Conséquence de la politique de rigueur que souhaite mettre en place le gouvernement, les collectivités locales et les ténors du BTP sont contraints de geler leurs projets. Des projets qui auraient pu faciliter la reprise de la croissance mais qui, mis à l’arrêt, risque de plomber encore un peu plus le chômage.
Adieu musées, TGV et tribunaux… La rigueur douche les rêves des élus locaux et des géants du BTP. Les grands travaux sont gelés en attendant des jours meilleurs. Seuls survivent quatre tronçons de lignes à grande vitesse dont les chantiers sont en cours ou signés. L’objectif du gouvernement est une économie globale de 10 milliards d’euros, les investissements et la défense représentent un tiers de cette enveloppe.
Il ne s’agit toutefois pas de coupes au sens strict : la plupart des sommes n’avaient pas été engagées. Aurélie Filippetti (Culture), Christiane Taubira (Justice) ou Frédéric Cuvillier (Transports) ont pointé les "promesses non financées" de leurs prédécesseurs. Les mauvaises nouvelles restent délicates à assumer. "Je ne veux pas être le ministre du renoncement", soupirait un membre du gouvernement parmi les plus touchés.

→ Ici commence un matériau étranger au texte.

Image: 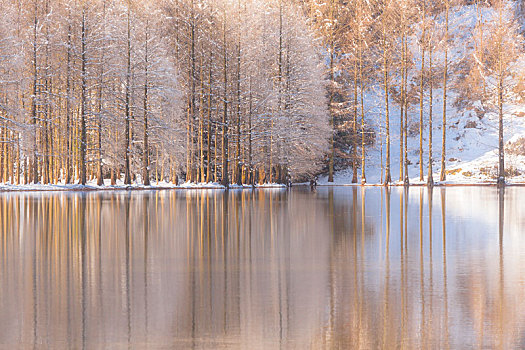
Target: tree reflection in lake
[0,187,525,349]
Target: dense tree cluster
[310,0,523,185]
[0,0,330,184]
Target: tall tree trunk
[326,0,335,182]
[206,50,213,182]
[419,0,426,181]
[439,0,450,181]
[359,21,366,185]
[427,38,434,187]
[142,20,151,186]
[80,5,88,185]
[124,2,131,185]
[498,0,505,187]
[221,7,230,188]
[403,28,410,186]
[383,0,392,185]
[65,15,73,184]
[352,59,358,184]
[399,33,406,181]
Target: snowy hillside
[320,5,525,184]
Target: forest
[0,0,525,186]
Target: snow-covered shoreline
[0,182,286,192]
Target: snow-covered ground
[0,179,285,192]
[319,5,525,184]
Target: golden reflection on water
[0,188,525,349]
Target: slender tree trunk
[359,24,366,185]
[235,0,243,185]
[498,0,505,187]
[80,5,88,185]
[419,0,426,181]
[427,38,434,187]
[206,50,213,182]
[439,0,449,181]
[352,59,358,184]
[326,0,335,182]
[142,21,151,186]
[403,29,410,186]
[399,34,406,181]
[124,3,131,185]
[221,7,230,188]
[383,0,392,186]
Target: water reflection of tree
[0,188,524,348]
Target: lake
[0,187,525,349]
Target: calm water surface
[0,187,525,349]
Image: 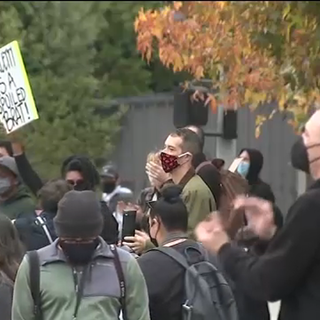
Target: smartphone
[121,210,137,242]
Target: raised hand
[234,197,277,240]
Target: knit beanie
[53,190,103,239]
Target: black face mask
[291,138,320,174]
[59,239,99,265]
[102,181,116,194]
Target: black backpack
[27,245,128,320]
[152,247,238,320]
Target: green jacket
[182,175,216,235]
[12,239,150,320]
[0,184,36,220]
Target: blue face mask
[0,178,11,195]
[237,162,250,178]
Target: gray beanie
[54,190,103,239]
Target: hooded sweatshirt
[15,154,118,244]
[240,149,283,228]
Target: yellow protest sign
[0,41,39,133]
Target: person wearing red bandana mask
[160,128,216,235]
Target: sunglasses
[67,179,84,187]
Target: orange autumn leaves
[135,1,320,135]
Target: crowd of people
[0,111,320,320]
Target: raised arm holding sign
[0,41,39,133]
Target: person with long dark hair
[0,214,24,320]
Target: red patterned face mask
[160,152,179,173]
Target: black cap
[54,190,103,239]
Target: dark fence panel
[114,93,297,212]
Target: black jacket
[219,180,320,320]
[15,154,118,244]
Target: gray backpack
[152,247,238,320]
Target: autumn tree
[135,1,320,133]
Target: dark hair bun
[161,185,183,204]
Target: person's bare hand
[234,196,277,240]
[0,122,24,156]
[146,162,170,187]
[122,230,150,254]
[194,212,230,253]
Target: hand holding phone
[121,210,137,242]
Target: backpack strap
[110,244,128,320]
[149,247,190,269]
[36,216,53,243]
[27,250,42,320]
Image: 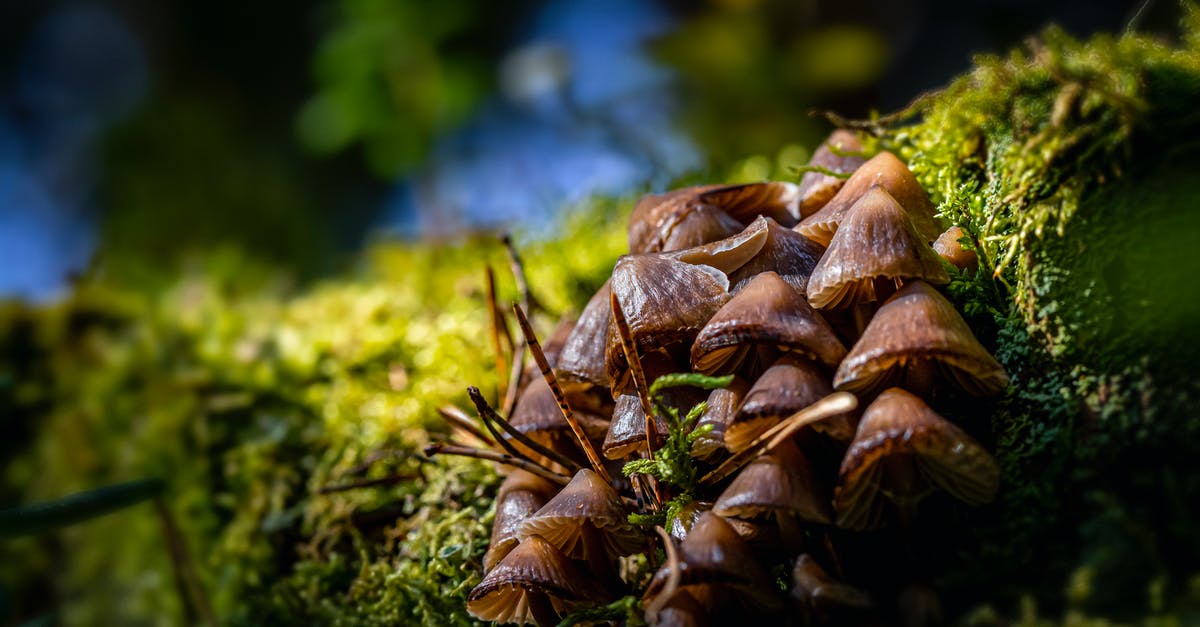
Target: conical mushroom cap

Le Grand Paris au point mort
Cela ne change pas le résultat. Partagé entre Duflot (Territoires) et Cuvillier, l’emblématique Grand Paris est au point mort. Une enveloppe d’un milliard d’euros de crédits était nécessaire pour accélérer les études. Elle ne viendra pas. Le métro de banlieue ou la liaison CDG Express reliant Paris à l’aéroport Charles-de-Gaulle attendront. Le ministère des Transports est l’une des principales victimes des temps mauvais. À 30 millions d’euros le kilomètre de TGV, l’arbitrage a été rapide. Exit les lignes PACA, Normandie, Limoges, etc. Le canal Seine-Nord est comme d’autres plans renvoyé aux cartons d’une commission d’évaluation. L’ensemble des projets issus du Grenelle devait s’élever à 245 milliards d’euros sur vingt-cinq ans. Or les moyens annuels sont limités à 2 milliards d’euros. Cuvillier se recentre sur "les chantiers de proximité". Il sauve des contournements routiers et des lignes ferroviaires comme le Paris-Belfort.

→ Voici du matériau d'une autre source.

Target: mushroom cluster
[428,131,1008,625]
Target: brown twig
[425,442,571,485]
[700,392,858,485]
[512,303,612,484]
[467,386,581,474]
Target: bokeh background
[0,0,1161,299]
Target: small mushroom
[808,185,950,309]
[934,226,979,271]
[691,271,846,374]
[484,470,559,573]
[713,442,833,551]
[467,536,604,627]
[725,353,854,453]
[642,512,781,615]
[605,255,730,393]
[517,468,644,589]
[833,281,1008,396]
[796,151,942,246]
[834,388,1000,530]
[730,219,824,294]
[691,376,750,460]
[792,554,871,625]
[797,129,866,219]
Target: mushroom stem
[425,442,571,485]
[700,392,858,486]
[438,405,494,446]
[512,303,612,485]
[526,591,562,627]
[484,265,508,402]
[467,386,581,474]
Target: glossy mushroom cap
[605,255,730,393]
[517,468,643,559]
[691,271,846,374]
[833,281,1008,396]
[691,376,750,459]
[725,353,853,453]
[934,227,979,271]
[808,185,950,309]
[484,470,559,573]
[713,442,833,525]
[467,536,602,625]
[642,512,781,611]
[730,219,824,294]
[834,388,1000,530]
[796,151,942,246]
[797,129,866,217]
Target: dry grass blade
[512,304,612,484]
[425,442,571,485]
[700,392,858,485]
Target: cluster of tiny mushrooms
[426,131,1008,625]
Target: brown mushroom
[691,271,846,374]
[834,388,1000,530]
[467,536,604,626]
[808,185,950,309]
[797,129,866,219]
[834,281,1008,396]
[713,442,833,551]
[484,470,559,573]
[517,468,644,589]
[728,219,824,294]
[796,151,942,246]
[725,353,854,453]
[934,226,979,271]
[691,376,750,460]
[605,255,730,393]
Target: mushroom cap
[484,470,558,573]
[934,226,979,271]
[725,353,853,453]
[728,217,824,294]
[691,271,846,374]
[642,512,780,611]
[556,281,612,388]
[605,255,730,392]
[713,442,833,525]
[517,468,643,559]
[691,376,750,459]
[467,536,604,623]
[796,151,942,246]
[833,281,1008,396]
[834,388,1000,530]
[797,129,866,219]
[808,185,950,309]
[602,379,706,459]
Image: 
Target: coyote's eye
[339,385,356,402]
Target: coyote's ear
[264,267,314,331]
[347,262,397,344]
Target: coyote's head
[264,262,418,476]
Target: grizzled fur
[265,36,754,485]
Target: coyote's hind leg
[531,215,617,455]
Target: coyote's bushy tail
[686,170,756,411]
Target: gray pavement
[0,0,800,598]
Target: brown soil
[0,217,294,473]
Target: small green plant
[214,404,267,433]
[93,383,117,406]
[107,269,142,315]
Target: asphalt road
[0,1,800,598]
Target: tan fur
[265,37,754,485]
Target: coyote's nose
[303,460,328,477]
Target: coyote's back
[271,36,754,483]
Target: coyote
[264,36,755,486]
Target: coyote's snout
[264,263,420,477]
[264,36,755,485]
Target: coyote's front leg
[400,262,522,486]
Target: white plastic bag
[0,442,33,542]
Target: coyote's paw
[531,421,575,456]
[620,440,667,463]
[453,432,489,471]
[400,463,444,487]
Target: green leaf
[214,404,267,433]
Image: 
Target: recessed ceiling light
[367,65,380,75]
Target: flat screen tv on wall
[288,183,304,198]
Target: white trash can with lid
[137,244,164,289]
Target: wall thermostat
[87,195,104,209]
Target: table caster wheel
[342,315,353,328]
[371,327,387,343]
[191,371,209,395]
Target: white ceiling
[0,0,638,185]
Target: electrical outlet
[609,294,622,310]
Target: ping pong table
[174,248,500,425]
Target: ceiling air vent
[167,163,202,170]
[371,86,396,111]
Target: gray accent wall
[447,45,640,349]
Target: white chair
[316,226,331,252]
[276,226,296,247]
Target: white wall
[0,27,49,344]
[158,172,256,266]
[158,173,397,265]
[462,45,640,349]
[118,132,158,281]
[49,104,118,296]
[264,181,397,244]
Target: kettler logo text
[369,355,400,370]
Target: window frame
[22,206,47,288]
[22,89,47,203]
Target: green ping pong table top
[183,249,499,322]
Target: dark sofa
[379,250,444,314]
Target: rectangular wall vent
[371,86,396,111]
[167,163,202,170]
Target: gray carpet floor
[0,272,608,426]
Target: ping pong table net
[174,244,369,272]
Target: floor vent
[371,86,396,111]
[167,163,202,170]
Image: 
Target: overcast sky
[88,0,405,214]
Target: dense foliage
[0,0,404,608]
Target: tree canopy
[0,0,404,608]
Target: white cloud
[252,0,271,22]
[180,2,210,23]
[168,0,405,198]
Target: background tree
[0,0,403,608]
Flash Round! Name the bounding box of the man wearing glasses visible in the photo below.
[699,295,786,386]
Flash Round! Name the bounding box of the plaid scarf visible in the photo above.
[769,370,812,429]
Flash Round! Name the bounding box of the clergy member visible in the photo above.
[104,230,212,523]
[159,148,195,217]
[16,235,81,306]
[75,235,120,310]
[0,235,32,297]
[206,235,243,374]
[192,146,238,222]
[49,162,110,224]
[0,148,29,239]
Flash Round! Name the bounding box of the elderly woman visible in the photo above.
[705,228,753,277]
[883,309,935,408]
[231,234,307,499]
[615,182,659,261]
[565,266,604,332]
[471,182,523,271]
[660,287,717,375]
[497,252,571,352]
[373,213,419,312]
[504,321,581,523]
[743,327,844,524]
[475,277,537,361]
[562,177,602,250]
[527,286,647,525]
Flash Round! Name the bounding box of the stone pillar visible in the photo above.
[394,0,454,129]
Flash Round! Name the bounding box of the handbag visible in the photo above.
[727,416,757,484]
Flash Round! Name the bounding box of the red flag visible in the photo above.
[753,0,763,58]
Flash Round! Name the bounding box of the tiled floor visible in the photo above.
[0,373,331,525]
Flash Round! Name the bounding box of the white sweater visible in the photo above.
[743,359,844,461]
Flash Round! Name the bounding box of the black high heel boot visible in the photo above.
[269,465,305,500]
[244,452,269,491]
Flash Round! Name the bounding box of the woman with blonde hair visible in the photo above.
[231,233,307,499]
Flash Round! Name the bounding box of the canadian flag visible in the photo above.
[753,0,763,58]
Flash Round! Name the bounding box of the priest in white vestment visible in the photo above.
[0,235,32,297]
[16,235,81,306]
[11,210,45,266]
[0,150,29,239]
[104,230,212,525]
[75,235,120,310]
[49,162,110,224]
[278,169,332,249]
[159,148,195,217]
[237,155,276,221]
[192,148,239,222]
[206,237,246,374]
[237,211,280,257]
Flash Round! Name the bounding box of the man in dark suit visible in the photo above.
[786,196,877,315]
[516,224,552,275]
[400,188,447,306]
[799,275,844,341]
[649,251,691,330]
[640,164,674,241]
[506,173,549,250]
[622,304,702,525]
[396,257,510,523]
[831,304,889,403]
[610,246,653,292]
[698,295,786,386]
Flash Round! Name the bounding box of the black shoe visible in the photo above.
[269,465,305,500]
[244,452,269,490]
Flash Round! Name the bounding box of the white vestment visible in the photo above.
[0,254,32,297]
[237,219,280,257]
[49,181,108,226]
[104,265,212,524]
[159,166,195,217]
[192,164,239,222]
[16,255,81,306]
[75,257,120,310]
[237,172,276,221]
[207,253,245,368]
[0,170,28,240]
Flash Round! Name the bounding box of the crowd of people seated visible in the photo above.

Justice et pénitentiaire revoient leurs objectifs
Taubira, elle, a tiré un trait sur le nouveau tribunal de Perpignan et sur celui de Lille, qui étaient financés en partenariat avec des investisseurs privés, un montage coûteux à long terme. "Martine Aubry comprend très bien", assure-t-on place Vendôme. Les élus devront trouver d’autres ressources. De même, les 80.000 places de prison promises par Sarkozy sont effacées. La ministre ramène l’objectif à 63.500 (contre 57.000 aujourd’hui), en cohérence avec sa politique de peines alternatives à l’incarcération. Du coup, de nombreux établissements pénitentiaires ne verront pas le jour. Le ministère privilégie le remplacement de prisons vétustes et la rénovation.
Réduction de l’armement
Le Drian (Défense) passe aussi au rabot. Son ministère accuse la plus forte baisse d’effectifs de l’État : 7.200 suppressions d’emploi. Hollande a certes tenu à maintenir les achats de matériels militaires pour ne pas pénaliser l’industrie. Mais cette stabilité conduit les gradés à renoncer à 4,5 milliards d’euros d’armements supplémentaires en 2012 et 2013. La loi de programmation est amputée en attendant un livre blanc qui fixera de nouvelles priorités.
Suite de la rigueur ce lundi 1er octobre. Ayrault invite tout le gouvernement à un séminaire sur la "modernisation de l’action de l’État". Plusieurs ministres devront d’ici l’an prochain proposer des coupes claires. Bercy a programmé pour 2015 des baisses de crédits à l’Emploi, la Culture, l’Écologie, aux Anciens Combattants, à l’Agriculture et aux Affaires étrangères.